Knowing that these simple commands were much more difficult than they first appeared, the prince made two promises to those who decided to live out his message: he promised to help each one who called to him for help and he promised a reward in his kingdom.

Those who especially loved the prince decided to tell the world about the prince and his message. But the prince’s message became increasingly unpopular. Giving to the poor, healing the sick, and binding up the broken was too hard.

But his followers remembered that the prince had promised to help everyone who called to him. So they decided to tell people about their prince and his goodness. If they could persuade people to love to their prince, then the people would be ready to hear his message. So the followers spent many years telling people about their prince; they taught their children and their children taught their children.

Eventually, the world was filled with people who loved the prince. But the followers’ grandchildren no longer knew that teaching people to love to the prince was merely the first step to the true goal of helping people to live his message. So the grandchildren, great grandchildren and great-great grandchildren only heard that a prince of light lived who promised a reward in his kingdom to those who loved him. Many generations never heard what he asked them to do.

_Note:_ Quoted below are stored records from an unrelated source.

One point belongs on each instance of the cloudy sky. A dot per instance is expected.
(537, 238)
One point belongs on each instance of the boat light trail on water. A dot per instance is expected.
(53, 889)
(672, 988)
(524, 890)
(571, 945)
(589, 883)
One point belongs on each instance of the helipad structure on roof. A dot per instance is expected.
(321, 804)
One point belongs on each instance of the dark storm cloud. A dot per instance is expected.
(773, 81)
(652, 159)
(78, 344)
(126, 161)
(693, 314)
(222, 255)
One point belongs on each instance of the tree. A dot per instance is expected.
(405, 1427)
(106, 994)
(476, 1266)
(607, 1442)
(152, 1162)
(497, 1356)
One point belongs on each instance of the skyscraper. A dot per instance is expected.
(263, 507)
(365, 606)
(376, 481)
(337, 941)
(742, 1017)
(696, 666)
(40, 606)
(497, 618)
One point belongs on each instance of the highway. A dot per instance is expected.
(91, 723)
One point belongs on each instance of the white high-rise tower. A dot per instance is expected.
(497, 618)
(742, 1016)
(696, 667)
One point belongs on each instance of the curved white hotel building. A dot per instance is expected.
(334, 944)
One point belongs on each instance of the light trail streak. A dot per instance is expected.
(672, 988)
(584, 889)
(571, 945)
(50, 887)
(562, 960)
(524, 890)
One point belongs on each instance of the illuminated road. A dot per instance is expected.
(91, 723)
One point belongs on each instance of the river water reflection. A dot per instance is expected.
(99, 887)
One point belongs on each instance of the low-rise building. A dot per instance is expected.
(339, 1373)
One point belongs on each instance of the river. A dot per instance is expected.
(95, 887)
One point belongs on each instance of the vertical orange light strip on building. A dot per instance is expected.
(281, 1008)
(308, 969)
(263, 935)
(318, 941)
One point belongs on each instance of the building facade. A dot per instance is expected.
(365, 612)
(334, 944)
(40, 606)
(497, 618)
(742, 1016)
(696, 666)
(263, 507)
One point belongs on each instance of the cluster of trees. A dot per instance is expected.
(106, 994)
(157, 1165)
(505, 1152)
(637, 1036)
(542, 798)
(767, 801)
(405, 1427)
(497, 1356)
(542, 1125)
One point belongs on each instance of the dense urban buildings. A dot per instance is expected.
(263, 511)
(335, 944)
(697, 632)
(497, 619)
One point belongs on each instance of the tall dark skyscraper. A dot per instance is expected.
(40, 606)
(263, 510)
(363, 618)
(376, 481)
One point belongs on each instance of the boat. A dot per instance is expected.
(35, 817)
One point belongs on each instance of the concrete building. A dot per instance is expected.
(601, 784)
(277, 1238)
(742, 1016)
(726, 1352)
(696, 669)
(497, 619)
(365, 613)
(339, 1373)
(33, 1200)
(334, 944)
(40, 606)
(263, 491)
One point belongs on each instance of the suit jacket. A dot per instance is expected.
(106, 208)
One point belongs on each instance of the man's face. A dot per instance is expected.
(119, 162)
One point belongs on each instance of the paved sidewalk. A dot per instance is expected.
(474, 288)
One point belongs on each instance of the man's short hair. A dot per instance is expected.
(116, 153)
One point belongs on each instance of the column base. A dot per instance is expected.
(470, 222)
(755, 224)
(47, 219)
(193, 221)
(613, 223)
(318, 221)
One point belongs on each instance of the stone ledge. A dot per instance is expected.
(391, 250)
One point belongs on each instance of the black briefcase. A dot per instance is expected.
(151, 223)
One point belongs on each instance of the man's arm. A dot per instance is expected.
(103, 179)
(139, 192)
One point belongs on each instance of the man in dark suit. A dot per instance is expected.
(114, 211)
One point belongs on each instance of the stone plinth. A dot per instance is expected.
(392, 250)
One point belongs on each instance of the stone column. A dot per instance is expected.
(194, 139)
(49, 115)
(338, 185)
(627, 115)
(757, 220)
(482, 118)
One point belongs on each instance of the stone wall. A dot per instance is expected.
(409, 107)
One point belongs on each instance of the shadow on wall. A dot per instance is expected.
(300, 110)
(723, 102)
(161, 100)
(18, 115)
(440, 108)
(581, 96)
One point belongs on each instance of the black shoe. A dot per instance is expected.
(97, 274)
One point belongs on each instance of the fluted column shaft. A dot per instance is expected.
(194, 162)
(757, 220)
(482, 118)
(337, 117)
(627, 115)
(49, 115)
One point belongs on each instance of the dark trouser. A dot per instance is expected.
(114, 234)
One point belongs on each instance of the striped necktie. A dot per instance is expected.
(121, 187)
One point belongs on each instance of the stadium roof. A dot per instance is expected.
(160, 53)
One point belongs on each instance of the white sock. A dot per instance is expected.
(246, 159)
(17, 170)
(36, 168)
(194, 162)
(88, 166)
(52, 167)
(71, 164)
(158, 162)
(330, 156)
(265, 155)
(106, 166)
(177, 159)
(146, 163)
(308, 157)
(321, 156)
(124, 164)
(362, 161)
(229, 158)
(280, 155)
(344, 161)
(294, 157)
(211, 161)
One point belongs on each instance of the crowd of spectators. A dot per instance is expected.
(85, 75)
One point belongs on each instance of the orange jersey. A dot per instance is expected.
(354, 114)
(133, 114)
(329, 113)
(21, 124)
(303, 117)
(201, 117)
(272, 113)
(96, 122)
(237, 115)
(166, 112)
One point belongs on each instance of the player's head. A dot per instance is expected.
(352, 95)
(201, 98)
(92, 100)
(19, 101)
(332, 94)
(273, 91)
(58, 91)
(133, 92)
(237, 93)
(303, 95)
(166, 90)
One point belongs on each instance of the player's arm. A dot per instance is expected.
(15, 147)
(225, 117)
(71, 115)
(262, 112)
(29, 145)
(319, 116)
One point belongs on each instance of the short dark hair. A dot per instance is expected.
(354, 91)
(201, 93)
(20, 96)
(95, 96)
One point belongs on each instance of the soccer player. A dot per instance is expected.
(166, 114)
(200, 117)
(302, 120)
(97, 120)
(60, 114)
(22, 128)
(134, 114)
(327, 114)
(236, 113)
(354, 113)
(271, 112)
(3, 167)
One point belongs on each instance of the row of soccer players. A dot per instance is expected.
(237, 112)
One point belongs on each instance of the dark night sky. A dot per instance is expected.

Finally, one of the great-great grandchildren read about the prince and discovered his message. He began to teach people to live the message. But he neglected a critical piece: he forgot to tell people that the prince promised to help anyone who called to him for help. So this great-great grandchild’s followers became wearied and burdened and they toiled for long days living a message that was too hard for them.

In time, the story of the prince and his message was widely published. But rumors still spread through the world about who he really was and what he really taught. Some wondered whether he ever existed at all. Those who believed he did spent much time arguing. They argued over which of his qualities he really had, what he actually said, whether it was more important to believe in some facet of his identity or do what he said. Once that was decided, they argued over which facet or what message was the most important.

Everyone wanted the reward, but each believed something different was necessary to get it. Whatever each decided, it was usually easier than doing what the prince had asked and rarely required calling upon him for help. Worried about their children, many searched for rituals their children could do. Some even found rituals so easy they began performing them on behalf of their babies. That way, their babies could receive the reward regardless of early death or poorly lived life.

Whatever they believed, they argued about it. Argue, argue, argue: this was the reputation of the princes’ followers throughout the land. Eventually, argument turned to violence. Some followers were so incensed with anyone who disagreed with them that they committed murder against them.

In a painful story of paradox, the prince’s message to care for the poor, heal the sick, and bind up the broken was twisted into exactly the opposite activity. The rich, strong and powerful were once again committing violence against the poor, sick, and broken. But this time, the atrocity was greater; it was done in honor of the prince of light.

After much time, the prince of light surprised everyone and came back. His followers had expected to delight in his return, but they soon discovered his displeasure in them. “If you loved me,” he asked, “why did you not live my message?” “And if you loved me, why did you not call to me to help you do what I asked?”

Once again, the prince returned light to his kingdom. He gave wealth to the poor and poverty to the rich; he brought health to the sick and pain to strong; he made the broken whole and the powerful broken. Many who thought they loved him now hated him and many who thought they hated him now loved him.